Recesso no TCU tem articulação contra possível liminar a favor do Banco Master
Possível decisão monocrática durante recesso preocupa maioria dos ministros do TCU
247 - Mesmo durante o recesso, ministros do Tribunal de Contas da União (TCU) intensificaram articulações internas diante da possibilidade de uma decisão individual capaz de suspender a liquidação do Banco Master, determinada pelo Banco Central. A preocupação é que uma eventual liminar concedida antes do retorno do plenário, previsto para fevereiro de 2026, produza efeitos imediatos e altere de forma significativa o curso do processo.
Segundo a coluna da jornalista Malu Gaspar, de O Globo, existe resistência de parte dos ministros à hipótese de uma decisão monocrática durante o recesso. Nos bastidores, a avaliação é que não há maioria favorável à reversão da liquidação da instituição financeira.
Articulação no recesso e risco de decisão individual
A possibilidade de uma liminar concedida pelo ministro Jhonatan de Jesus levou integrantes do TCU a discutir a convocação de uma sessão extraordinária. A ideia seria deliberar rapidamente sobre eventual decisão individual e, se necessário, derrubá-la, evitando que o Banco Master retome suas atividades antes da manifestação do colegiado.
Segundo relatos colhidos sob reserva, há constrangimento entre ministros em relação às diligências determinadas pelo relator. A concessão de uma liminar nesse contexto é vista como uma reviravolta com consequências imprevisíveis, tanto para o sistema financeiro quanto para a própria dinâmica institucional do tribunal.
Questionamentos do relator e reação interna
No último dia 19, Jhonatan de Jesus determinou que o Banco Central explicasse os critérios técnicos e a cronologia das decisões que levaram à liquidação do banco, sob pena de sanções administrativas. Ao se manifestar sobre o caso, o ministro afirmou haver indícios de “precipitação na adoção de uma medida extrema”, referência direta à atuação da autoridade monetária.

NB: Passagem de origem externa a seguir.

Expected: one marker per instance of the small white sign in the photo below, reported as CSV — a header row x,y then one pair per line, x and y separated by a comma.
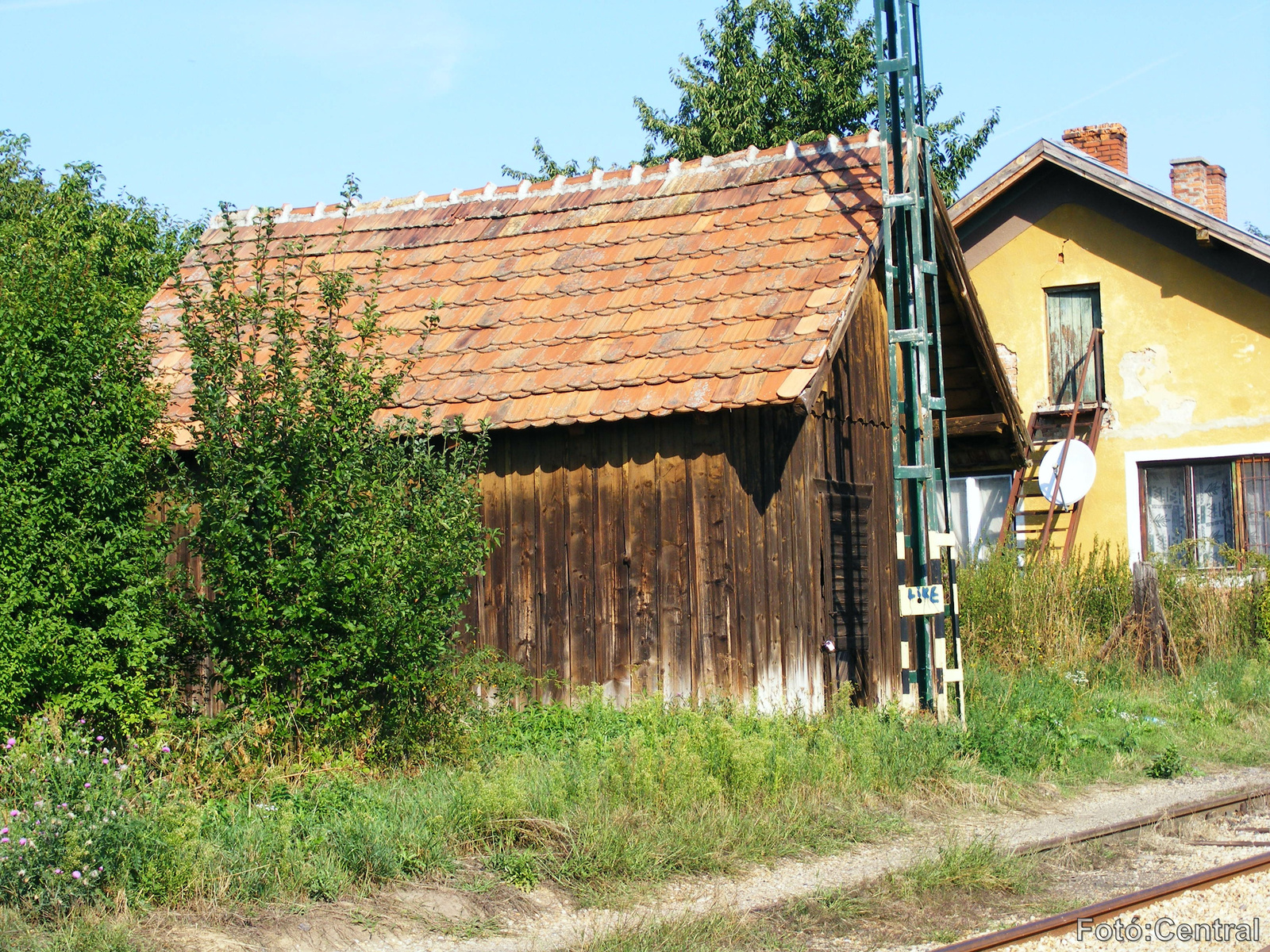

Além disso, o relator solicitou esclarecimentos sobre a análise de alternativas menos gravosas previstas em lei, como processos de reorganização societária, e questionou se houve divergências entre as áreas técnicas do Banco Central. A iniciativa elevou o grau de tensão no tribunal, diante de temores de interferência na autonomia do regulador.
Fraude bilionária e liquidação do banco
O Banco Master foi liquidado em novembro, após o Banco Central e a Polícia Federal identificarem uma fraude estimada em R$ 12,2 bilhões. O esquema envolvia a aquisição de papéis sem lastro pelo Banco de Brasília (BRB), que tentou comprar a instituição em meio a intenso lobby político. O pedido de aquisição, no entanto, foi rejeitado pelo Banco Central em setembro.
Na última segunda-feira (29), o Banco Central encaminhou ao TCU documentos relacionados ao processo de liquidação. O material será analisado pela área técnica do tribunal antes de seguir para o gabinete do relator. O procedimento tramita sob sigilo, por determinação de Jhonatan de Jesus.
Caso avança no TCU
Apesar do sigilo, magistrados avaliam que o relator pode adotar uma postura mais cautelosa diante da possibilidade de ter uma eventual liminar derrubada pelo plenário. Um dos fatores considerados é a previsão regimental de redistribuição da relatoria em caso de derrota, o que retiraria o processo de suas mãos.
Indicado ao TCU em 2023 pela Câmara dos Deputados, Jhonatan de Jesus foi deputado federal por Roraima, pelo Republicanos, e é filho do senador Mecias de Jesus. Sua nomeação contou com o apoio do então presidente da Câmara, Arthur Lira (PP-AL), no contexto das articulações políticas daquele ano.
Acareação no STF e desdobramentos judiciais
O suspense no TCU se soma à expectativa em torno da acareação determinada pelo ministro Dias Toffoli, do Supremo Tribunal Federal, entre o banqueiro Daniel Vorcaro, o ex-presidente do BRB Paulo Henrique Costa e o diretor de Fiscalização do Banco Central, Ailton de Aquino Santos. O confronto de versões ocorreu entre Vorcaro e Paulo Henrique, após Ailton ter sido dispensado pela Polícia Federal.
Embora ainda não tenham ocorrido depoimentos formais, Toffoli negou pedidos da Procuradoria-Geral da República e do próprio Banco Central para suspender a acareação, mesmo diante do argumento de que não haveria fatos a serem confrontados. O caso do Banco Master, que inicialmente tramitava na Justiça Federal de Brasília, foi remetido ao STF por decisão monocrática do ministro, após a aceitação da tese de foro por prerrogativa de função envolvendo menção a um deputado federal nas investigações.